For the record Plum thought it was pretty rich that Quentin turned out to be connected to a hard case like Betsy, if only indirectly. But he was turning out to be a pretty hard case himself, in his way, or at any rate harder than she’d thought based on first impressions. And everywhere she looked things were getting connected up, or rather it was becoming clear that they were already connected in ways that she was only just now picking up on. It was a worrying trend. Everybody else was deep into their own stories, and all the stories were woven together just beneath the surface into a web that included Plum. But what was Plum’s story?

Toward dawn they’d recovered enough strength from the spellcasting orgy of the day before that they could risk some low flight, just above the trees. They had no idea where they even were. Once the sun was up they found a road and walked along it looking sufficiently pathetic and unthreatening that some guy out for an early-morning drive in his Honda Element gave them a ride into the nearest town.

The town was called Amenia, as it happened, like Armenia but without the r. It was in Dutchess County, New York, and it turned out to be the very last stop on the commuter train line to Manhattan, two and a half hours away. So they steal-o-mancied some dollars out of an ATM and bought tickets, plus some bad coffee and rubber croissants at the snack bar in the lobby of the train station. Then they sat on the old red bench in said lobby. It was nine in the morning, and the next train wasn’t till noon.

It had been a long night, and a long day before that, and Plum needed to go to sleep and perchance to dream—maybe dreaming she could begin to process and understand the sight of a roomful of robed figures with golden hands, and Betsy standing over an electrocuted corpse, and Lionel opening fire on Stoppard, and Asmodeus née Betsy carving a suddenly nonhuman Lionel to pieces with a knife . . . thinking about it again she started to shake. Things had gone much too far, and her brain felt raw and scarred from it all.

It wasn’t how she’d imagined spending what should have been her last semester at Brakebills. It wasn’t even how she’d imagined spending her post-Brakebills life of crime. As soon as she read the letter she found on her bed the night of the ghost, she knew she was going to take the job. Keep moving, keep busy, that was rule number one of being Plum. And yeah, part of her got an illicit thrill out of it. She’d never had a rebellious phase, and she wasn’t sure she wanted one, but she’d sure as hell gotten one. It was crazy and weird and kind of sleazy but she embraced it.

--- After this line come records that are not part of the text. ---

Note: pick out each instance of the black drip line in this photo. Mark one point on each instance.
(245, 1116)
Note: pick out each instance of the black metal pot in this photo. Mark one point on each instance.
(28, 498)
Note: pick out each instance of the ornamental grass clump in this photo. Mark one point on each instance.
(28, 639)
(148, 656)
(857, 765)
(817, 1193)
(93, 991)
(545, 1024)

At least she’d learned some new magic from Quentin and Pushkar. Maybe she could spin it to her parents as an internship. What she really wanted was something she could fall in love with the way she loved Brakebills, but at this point she wasn’t sure she would ever find it.

Even after her dramatic reveal she and Quentin had eventually run out of conversation, and now they just sat there on the bench in the empty waiting room of the Amenia train station, looking out at the cement platform, and the empty tracks, under the empty white sky, feeling the weight of the sleepless night pressing down on their shoulders like a mile of ocean, and them sunk to the bottom of it. Plum let her mind spin off its axis. Her brain wasn’t up to thinking about the future right now, or about the past. It wasn’t functioning on that level. So she hung out in the present, second by second.

It was a surprisingly substantial train station for a town this tiny, this far from New York City. A flat-screen TV wedged into one corner of the lobby showed local news, including shaky iPhone footage of strange objects seen streaking across the sky last night. Plum wondered if people actually commuted to Manhattan from here. She wondered what it would be like just to be a regular civilian person who lived in Amenia, New York. She thought it might be pretty nice.